A Turkish chef has unearthed recipes from the remotest corners of Turkey.
In Musa Dagdeviren’s ideal world, documenting traditional Turkish cuisine would be at the forefront of the country’s cultural conservation efforts. Diners would favour organic, locally grown produce cooked in old styles and “fast, modern, consumer” food would take a back seat.
The 50-year-old Turkish-Kurdish restaurateur, chef, food anthropologist, writer and researcher from south-east Anatolia has spent the past two decades combing Turkey’s remote villages for artisan recipes and produce that is disappearing in a tide of modernisation. His efforts have been dubbed ground-breaking; he’s a culinary Indiana Jones.
“While most restaurateurs in Istanbul are doing foreign or mod-Turkish, Dagdeviren is travelling the less hip and much harder path of researching forgotten traditions and unearthing the origins of regional Turkish cuisine,” says the owner of Efendy Turkish restaurant in Balmain, Somer Sivrioglu.
Typically Mediterranean-looking with a bush of black hair and matching moustache, Dagdeviren grew up in Nizip, a small village outside Gaziantep in south-east Anatolia, which is famed for its buttery-sweet baklava (pistachio and syrup pastry) and crispy lahmacun (flatbread topped with tomato and minced meat). Baking runs in his family: he started cooking at the age of five, dusting the swollen dough with flour in his uncle’s bakery.
In 1987, he opened Ciya Kebab in the bustling neighbourhood of Kadikoy, Istanbul. He intended to display the robust cuisine of Anatolia, which was losing momentum to fast-food chains flocking to the city. Researching old recipe books and talking to the ageing bakers of remote villages, Dagdeviren managed to put more than 100 different kebabs and lahmacun on the menu, many that hadn’t been seen for years. The restaurant was an instant hit. Eleven years later he opened Ciya Sofrasi next door, a simple, unassuming diner serving more than 1000 Anatolian and Mesopotamian halk yemegi (peasant foods).
Boasting myriad stews, meats, salads and meze dishes, all cooked according to the seasons and their regional specifications (if a vegetable is available in the market but it’s not in season, it won’t enter the kitchen), Ciya Sofrasi has been hailed a revolution.
Dishes such as lahm-i kiraz (a kebab of Syrian origin cooked with unripe cherries for a pronounced sourness), bastirmali pirpirim asi (sun-dried veal entrecote with wild purslane, sea asparagus, dried eggplant, sun-dried tomato, Antep peppers and green lentils) and kabak tatlisi (crystallised butternut pumpkin with tahini, lemon and walnut) attract hordes of devoted followers and have catapulted Dagdeviren to almost cult status.
Despite the fame, the child baker has never lost touch with his humble roots. “Like great art, most great food is created by people from poorer backgrounds,” he says through a translator.
“This greatness is created out of necessity rather than seeking excellence.

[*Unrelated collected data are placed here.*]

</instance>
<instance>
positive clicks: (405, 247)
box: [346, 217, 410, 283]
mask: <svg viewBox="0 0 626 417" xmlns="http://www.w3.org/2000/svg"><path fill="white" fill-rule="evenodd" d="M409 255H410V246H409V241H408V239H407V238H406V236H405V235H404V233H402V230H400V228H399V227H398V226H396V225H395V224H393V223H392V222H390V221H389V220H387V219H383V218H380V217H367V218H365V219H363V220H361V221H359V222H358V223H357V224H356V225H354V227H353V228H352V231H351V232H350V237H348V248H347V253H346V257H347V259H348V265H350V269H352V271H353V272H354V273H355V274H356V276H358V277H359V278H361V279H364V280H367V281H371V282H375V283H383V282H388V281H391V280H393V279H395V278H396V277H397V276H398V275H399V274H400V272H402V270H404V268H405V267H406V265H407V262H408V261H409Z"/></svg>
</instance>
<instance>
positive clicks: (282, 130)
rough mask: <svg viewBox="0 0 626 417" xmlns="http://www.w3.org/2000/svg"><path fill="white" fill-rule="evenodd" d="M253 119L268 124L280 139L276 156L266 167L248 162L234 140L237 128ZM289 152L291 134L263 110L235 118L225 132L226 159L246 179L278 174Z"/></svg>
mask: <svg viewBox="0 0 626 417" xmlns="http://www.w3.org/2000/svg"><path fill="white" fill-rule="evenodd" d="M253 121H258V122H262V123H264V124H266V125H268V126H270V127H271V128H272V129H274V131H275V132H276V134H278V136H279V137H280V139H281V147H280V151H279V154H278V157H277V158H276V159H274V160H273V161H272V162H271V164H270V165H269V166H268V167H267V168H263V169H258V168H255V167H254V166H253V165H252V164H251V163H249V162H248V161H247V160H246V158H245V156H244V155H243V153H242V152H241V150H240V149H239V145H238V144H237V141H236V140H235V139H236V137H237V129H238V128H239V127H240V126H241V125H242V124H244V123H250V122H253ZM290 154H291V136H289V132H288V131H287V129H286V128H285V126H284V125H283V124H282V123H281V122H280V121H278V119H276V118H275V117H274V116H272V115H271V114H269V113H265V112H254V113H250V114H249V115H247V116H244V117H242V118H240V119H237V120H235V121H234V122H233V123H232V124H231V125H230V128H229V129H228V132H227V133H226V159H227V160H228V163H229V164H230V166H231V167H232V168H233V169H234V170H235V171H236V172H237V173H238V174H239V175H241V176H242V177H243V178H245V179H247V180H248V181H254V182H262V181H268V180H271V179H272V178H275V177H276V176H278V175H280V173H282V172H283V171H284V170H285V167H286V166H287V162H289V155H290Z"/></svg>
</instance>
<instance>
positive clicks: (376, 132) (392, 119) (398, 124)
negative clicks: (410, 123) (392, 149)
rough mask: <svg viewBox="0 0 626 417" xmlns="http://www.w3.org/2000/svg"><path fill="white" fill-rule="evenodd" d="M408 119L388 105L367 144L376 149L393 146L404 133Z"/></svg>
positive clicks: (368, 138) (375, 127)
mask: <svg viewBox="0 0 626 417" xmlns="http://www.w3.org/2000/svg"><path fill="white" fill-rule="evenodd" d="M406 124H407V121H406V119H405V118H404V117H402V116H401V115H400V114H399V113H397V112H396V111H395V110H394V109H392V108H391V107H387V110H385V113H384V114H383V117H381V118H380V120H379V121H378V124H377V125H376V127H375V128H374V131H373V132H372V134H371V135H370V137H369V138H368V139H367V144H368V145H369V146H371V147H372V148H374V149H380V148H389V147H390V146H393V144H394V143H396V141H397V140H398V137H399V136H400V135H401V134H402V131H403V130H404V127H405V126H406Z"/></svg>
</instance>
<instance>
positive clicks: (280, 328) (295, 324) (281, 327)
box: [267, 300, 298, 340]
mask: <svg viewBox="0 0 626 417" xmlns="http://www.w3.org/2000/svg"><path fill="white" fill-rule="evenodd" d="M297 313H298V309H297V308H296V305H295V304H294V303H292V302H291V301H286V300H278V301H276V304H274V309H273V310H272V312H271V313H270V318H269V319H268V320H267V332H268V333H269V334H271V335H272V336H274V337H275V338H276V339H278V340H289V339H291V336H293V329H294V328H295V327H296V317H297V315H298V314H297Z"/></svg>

When you experience scarcity, you instinctively learn to be creative – not for the sake of it but because you don’t have any other option.”
“Then there is the produce. In rural areas, people use what ingredients are readily available, like non-pasteurised goat or sheep milk, hour-old eggs from free-range hens, bread made from their own wheat, natural yeast like chamomile, tree barks and wild seeds. Then they prepare the dishes with clay pots and wood-fired ovens. City people don’t have access to any of this. It makes me question who is actually richer and who is actually poorer.”
Dagdeviren recently spent months travelling the length and breadth of eastern Anatolia and neighbouring Georgia and Syria, tracking the origins of doner kebab, a method of cooking bone-free or spiced ground meat on a charcoal fire.
He also uncovered dozens of new doner recipes, many of which had fallen into obscurity, such as a 15th-century Persian doner made from donkey meat.
“Gastronomy in Turkey has an inferiority complex,” he says. “Like Italy and Spain, we also have an immensely rich culinary history and culture. But unlike Italy and Spain, few people in Turkey know about it. Every graduate from culinary school knows how to make perfect ravioli. But none of them can count five types of manti [Turkish dumplings].”
Several years ago, Dagdeviren started publishing Yemek ve Kultur, a periodical now in its 20th issue, which documents the traditions and methodology of recipes on the verge of extinction. He is also establishing a gourmet academy specialising in traditional Turkish cuisine, which will include a root and seed centre of endangered produce.
“Food and its journey through history are elements which bind cultures together,” he says. “If we don’t start documenting it now, it will be lost forever.”